On the golf course and approaching the ball I start out with the breathing technique and make sure that I am calm and collected when I get closer to the ball. Stepping into the zone behind the ball I imagine the stroke and ball on the way to the target. I make it as detailed as possible. I want my brain to be 100% focused and lock out all distractions. I can do that by concentrating intensely on imagining the stroke of the ball and the ball’s way to the target. Just like Tiger Woods did in the video in chapter 7.1.2.

Adapt the three techniques in BIG to golf and especially to you pre shot routine. There is a difference in using the three techniques breathing, imaging, and Good State outside golf course and on the golf course. When doing a golf shot you only have short time to strike the ball and one thing is the time professional golf players have to do the shot, another thing is how much time you have to do your shot when playing with friends or competitors. Here are a couple of things you need to be aware of regarding your own pre shot routine. How much time do you want to use? How much time do your fellow golf players accept? How much time is good for your mental state and the quality of your golf shot? Not the least, how much time do you have to allow for, if a distraction suddenly turns up before you strike the ball. For all these reasons I think a pre shot routine at about 20 seconds is reasonable, but it is a personal thing that you adjust as you go along.  Just remember that the three techniques can be done slowly with super high quality and quicker with less detail. You can in fact enter the Good State of mind in a split second. I simply do a fist pump and say YES at the same time. That takes me into the Good State because of my training. The breathing doesn’t take me time as I have to do it anyway. What takes my time is finding the target, the target line, and the line point in front of my ball. Moreover, the imaging takes time because I want to do it as detailed and vivid as possible. I do that by seeing the ball every step of the way, by hearing the sounds such as impact, the ball penetrating the air, the ball hitting the ground in the exact right spot. Moreover, I also make sure to feel the sensations of the Good State when I image the ball land and role exactly as planned. This is a very natural point in time to apply the Good State anchors and the GDS.

6.3. The fist pump and the yes

Tiger Wood’s fist pumps are famous, and I just love to see them. Look at the following link and see three of the most famous Tiger Wood fist pumps. The best one is from National Augusta at the Masters Tournament when Tiger won his fourth Green Jacket in 2005. Take a look here:

https://medium.com/@GolfingisLife/the-3-greatest-fist-pumps-of-tigers-career-7962e4e1841e

But of course, you can just search google with “Tiger Woods fist pumps” like this:

“https://www.google.com/search?client=safari&rls=en&q=tiger+woods+fist+pumps&ie=UTF-8&oe=UTF-8”

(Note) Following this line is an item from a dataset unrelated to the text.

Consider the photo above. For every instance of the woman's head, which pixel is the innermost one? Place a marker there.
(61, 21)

Many people use the fist pump. You might have another anchor for the Good State that you want to use. Likewise with the yes which many people use. You may have a personal word which is your anchor. In this book I use the fist pump and the yes as an example. I do that because those are my strongest personal anchors and I use them on the golf course all the time. You can use anyone of you anchors as you like. Just make sure it works.

Please note that I use them in a subtle way when I don’t want people to see it. Among other places, this means in every pre shot routine I do. When hitting a birdie or the like do a strong and very visible fist pump just like Tiger. It builds up your Good State and you want it to be as strong as possible. You might need it later in the game. In fact, imagine a game where you do not need to enter the Good State. Well, that would be a great game where you are in Good State at all 18 holes because every single shot is perfect. This dream round will put you in Good State automatically.

6.4. Fist bump and high five

Some teams are fist bumping all the time and other teams do high fives all the time. Some teams don’t do anything to hype each other. Which team would you rather be part of?

When golfing two against two. You team up with a partner and it is important that you and your partner are both in Good State of mind for golfing. How do you make sure that happens? Using fist bumps and/or high fives is a good and easy way to ensure Good State of mind.